Tragedy mars N’Eliya season holiday mood

Young couple die in each other’s arms from carbon monoxide poisoning after BBQ party
By Nadia Fazlulhaq and N’Eliya correspondent Shelton Hettiarachchi

April is Nuwara-Eliya season for many holiday-makers from around the country. “Little England” is a must for them at this time of year, and getting together with friends and relatives is part of the fun. This season, however, the cheery mood in the hill resort has been marred by tragedy.

Four holiday-makers, including a young couple engaged to be married, have died in the past week – the couple from carbon monoxide poisoning and the other two from extreme cold weather. The young couple, who had been enjoying a barbecue party with friends, were poisoned during the night by fumes from the barbecue stove they had brought indoors to keep their room warm.

Hundreds of holiday-makers head to the popular hill country resort in April every year. Pic by J. Weerasekera

Viraj Chinthaka, 24 years, a resident of Yakkala, and Amali Rajapaksa, 23, of Bonegala, arrived in Nuwara Eliya with their friends on April 16 and checked into a holiday house in Kalukelle. Viraj, who had brought along the barbecue equipment, suggested taking the stove to the couple’s room.

The post-mortem revealed that the couple had died a slow death, in each other’s arms, after inhaling carbon monoxide over several hours. The couple were to be married next year. “When a person inhales carbon monoxide, the gas gets into the haemoglobin cells that carry oxygen in the blood,” said Dr. Mrs. Jean Perera, senior lecturer in forensic medicine and toxicology at the Faculty of Medicine, University of Colombo.
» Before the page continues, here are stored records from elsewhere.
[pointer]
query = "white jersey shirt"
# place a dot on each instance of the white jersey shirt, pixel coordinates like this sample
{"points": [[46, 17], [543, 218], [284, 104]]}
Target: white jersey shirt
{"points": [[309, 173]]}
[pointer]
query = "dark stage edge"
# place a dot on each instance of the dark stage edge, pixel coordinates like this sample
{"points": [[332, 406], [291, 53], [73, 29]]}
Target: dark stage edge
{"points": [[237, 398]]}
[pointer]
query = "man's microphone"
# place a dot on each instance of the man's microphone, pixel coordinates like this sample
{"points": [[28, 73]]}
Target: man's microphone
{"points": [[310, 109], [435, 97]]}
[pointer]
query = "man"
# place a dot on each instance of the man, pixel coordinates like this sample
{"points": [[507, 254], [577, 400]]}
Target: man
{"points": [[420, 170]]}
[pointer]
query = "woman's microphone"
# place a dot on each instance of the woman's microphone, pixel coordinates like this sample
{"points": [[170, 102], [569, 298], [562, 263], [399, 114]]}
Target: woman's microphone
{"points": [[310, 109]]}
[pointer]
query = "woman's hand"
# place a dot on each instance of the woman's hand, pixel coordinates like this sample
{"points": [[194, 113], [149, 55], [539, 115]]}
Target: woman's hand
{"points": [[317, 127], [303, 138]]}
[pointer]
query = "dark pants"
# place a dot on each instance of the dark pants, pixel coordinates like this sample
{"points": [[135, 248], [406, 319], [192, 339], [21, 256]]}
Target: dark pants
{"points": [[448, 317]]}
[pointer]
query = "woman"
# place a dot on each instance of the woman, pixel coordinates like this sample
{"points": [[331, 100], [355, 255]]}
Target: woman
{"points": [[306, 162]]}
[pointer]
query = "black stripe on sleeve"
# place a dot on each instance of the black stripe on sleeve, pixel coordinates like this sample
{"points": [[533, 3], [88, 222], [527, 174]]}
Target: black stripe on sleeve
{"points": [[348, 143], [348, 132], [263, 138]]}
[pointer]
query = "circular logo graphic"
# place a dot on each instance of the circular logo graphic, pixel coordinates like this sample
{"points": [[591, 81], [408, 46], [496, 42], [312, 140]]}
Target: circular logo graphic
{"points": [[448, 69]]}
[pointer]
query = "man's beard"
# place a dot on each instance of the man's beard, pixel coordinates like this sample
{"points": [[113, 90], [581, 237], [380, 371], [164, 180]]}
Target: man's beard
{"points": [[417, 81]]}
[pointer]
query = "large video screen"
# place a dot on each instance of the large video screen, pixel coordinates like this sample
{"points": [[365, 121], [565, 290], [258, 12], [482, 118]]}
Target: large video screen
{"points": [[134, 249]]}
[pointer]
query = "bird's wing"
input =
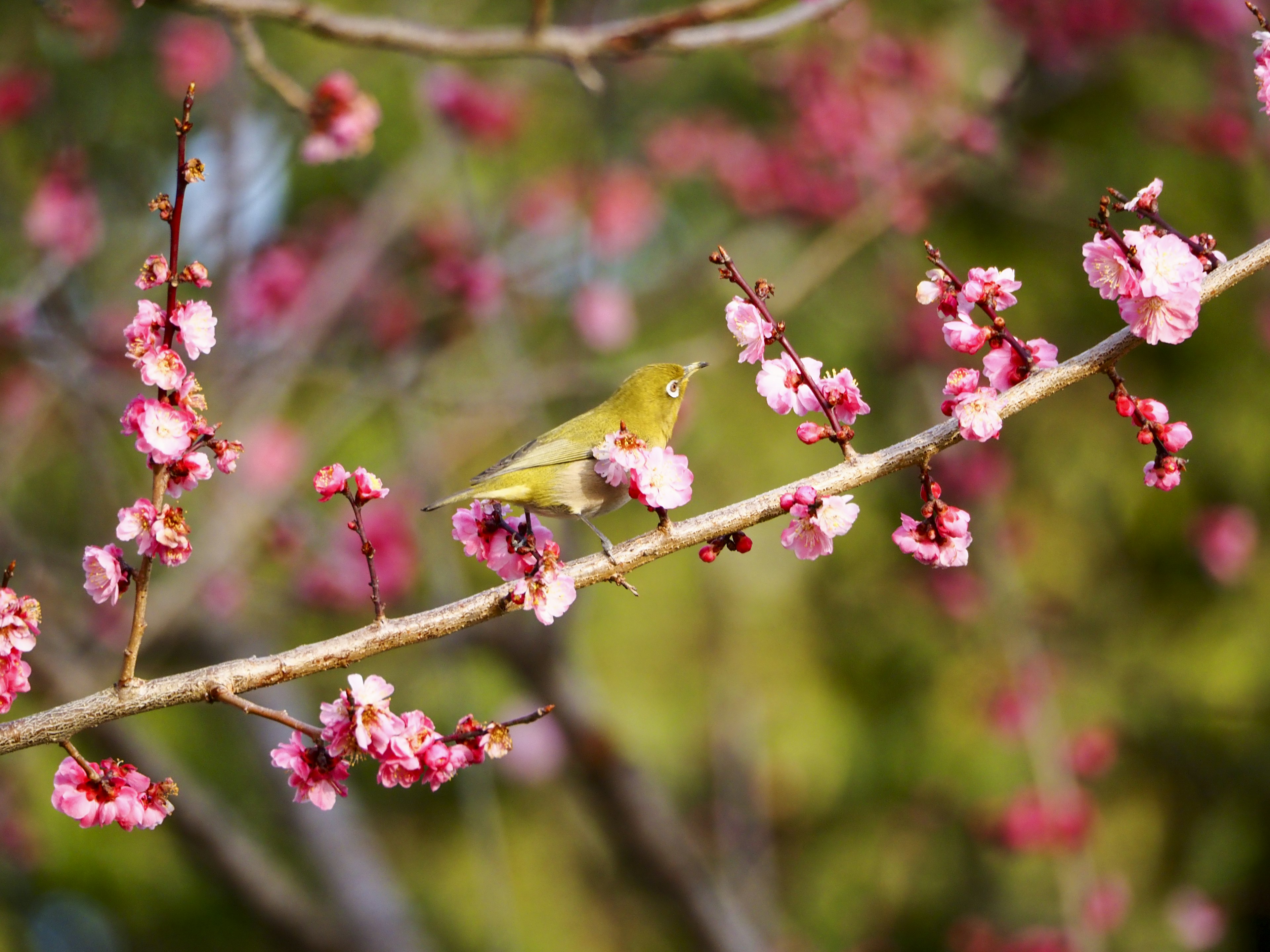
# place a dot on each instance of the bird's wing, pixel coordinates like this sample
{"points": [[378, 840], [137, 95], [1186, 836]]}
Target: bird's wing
{"points": [[538, 452]]}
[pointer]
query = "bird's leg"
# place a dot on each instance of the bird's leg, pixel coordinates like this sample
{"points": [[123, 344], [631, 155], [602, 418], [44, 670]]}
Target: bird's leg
{"points": [[604, 540]]}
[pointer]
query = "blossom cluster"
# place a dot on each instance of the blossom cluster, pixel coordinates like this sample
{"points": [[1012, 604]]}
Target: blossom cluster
{"points": [[408, 748], [111, 793]]}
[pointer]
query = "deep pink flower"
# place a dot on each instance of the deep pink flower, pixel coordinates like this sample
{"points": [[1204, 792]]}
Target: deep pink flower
{"points": [[342, 121], [369, 485], [1109, 270], [64, 218], [604, 313], [105, 574], [811, 534], [15, 674], [751, 329], [1226, 540], [663, 480], [317, 775], [20, 621], [331, 482], [154, 273], [1005, 367]]}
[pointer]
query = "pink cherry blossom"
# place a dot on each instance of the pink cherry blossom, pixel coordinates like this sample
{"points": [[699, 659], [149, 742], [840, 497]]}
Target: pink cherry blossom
{"points": [[813, 529], [154, 273], [782, 384], [15, 674], [20, 621], [989, 287], [317, 775], [369, 485], [663, 482], [1109, 270], [751, 329], [189, 473], [619, 455], [1005, 367], [197, 328], [105, 574], [342, 121], [162, 367]]}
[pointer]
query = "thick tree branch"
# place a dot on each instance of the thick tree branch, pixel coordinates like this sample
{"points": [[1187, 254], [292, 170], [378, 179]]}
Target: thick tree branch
{"points": [[246, 674]]}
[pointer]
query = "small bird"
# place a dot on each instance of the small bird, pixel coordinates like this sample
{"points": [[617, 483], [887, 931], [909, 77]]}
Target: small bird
{"points": [[556, 474]]}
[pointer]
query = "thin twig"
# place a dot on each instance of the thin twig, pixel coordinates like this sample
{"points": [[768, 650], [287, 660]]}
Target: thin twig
{"points": [[251, 673]]}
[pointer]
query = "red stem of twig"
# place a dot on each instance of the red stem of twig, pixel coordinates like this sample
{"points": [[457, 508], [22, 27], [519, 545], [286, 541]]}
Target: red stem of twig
{"points": [[228, 697]]}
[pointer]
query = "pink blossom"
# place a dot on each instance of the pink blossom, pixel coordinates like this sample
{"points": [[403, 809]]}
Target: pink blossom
{"points": [[604, 313], [154, 273], [342, 121], [1226, 540], [479, 111], [189, 473], [964, 336], [162, 367], [20, 621], [1109, 270], [619, 455], [1198, 922], [1164, 476], [1005, 367], [369, 485], [751, 329], [783, 386], [105, 574], [989, 287], [64, 218], [813, 529], [663, 482], [317, 775], [197, 328], [13, 678], [331, 482]]}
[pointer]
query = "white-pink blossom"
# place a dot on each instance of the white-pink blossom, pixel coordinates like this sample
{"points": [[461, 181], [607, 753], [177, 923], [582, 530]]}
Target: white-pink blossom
{"points": [[751, 329]]}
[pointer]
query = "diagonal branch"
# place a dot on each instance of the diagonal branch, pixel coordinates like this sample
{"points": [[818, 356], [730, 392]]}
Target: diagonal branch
{"points": [[246, 674]]}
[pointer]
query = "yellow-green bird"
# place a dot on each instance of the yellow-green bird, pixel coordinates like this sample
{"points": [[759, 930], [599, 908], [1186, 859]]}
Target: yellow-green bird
{"points": [[556, 474]]}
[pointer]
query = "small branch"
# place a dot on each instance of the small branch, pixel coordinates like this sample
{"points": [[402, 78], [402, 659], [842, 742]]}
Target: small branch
{"points": [[258, 61], [246, 674], [228, 697]]}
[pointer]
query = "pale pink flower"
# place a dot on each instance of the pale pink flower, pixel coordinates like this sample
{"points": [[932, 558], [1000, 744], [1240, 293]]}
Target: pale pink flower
{"points": [[1147, 198], [162, 367], [844, 395], [812, 530], [604, 313], [105, 575], [782, 384], [317, 775], [1226, 540], [163, 431], [189, 473], [197, 328], [663, 480], [1109, 270], [20, 621], [331, 482], [369, 485], [989, 287], [342, 121], [751, 329], [619, 455], [1005, 367], [964, 336]]}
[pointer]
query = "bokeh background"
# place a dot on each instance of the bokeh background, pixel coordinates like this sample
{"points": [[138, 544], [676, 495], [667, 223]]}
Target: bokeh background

“This condition can be defined as a lack of oxygen in the blood cells, and it causes harmful effects to the brain.” Lethargy, drowsiness and lightheadedness are early symptoms of carbon monoxide inhalation, Dr. Perera told the Sunday Times. “If the inhalation continues, the person could go into a coma, and even die,” she said. “Barbecue stoves should be left outside immediately after use.

“Barbecue stoves should be left outside immediately after use. A hearth or cooker should be kept in a well-ventilated area.”– Dr. Mrs. Jean Perera, senior lecturer in forensic medicine and toxicology, Faculty of Medicine, University of Colombo

A hearth or cooker should be kept in a well-ventilated area. LP Gas, used in gas cylinders, is considered non-toxic, but it is advisable to place the cooking equipment in a well-ventilated area, as gas cookers that are faulty or have not been properly cleaned can cause incomplete combustion, which produces carbon monoxide,” she said.

If you are cooking with gas or charcoal in an enclosed cooking area, and you experience symptoms associated with carbon monoxide inhalation, immediately open the windows and doors and go outside, the doctor advised.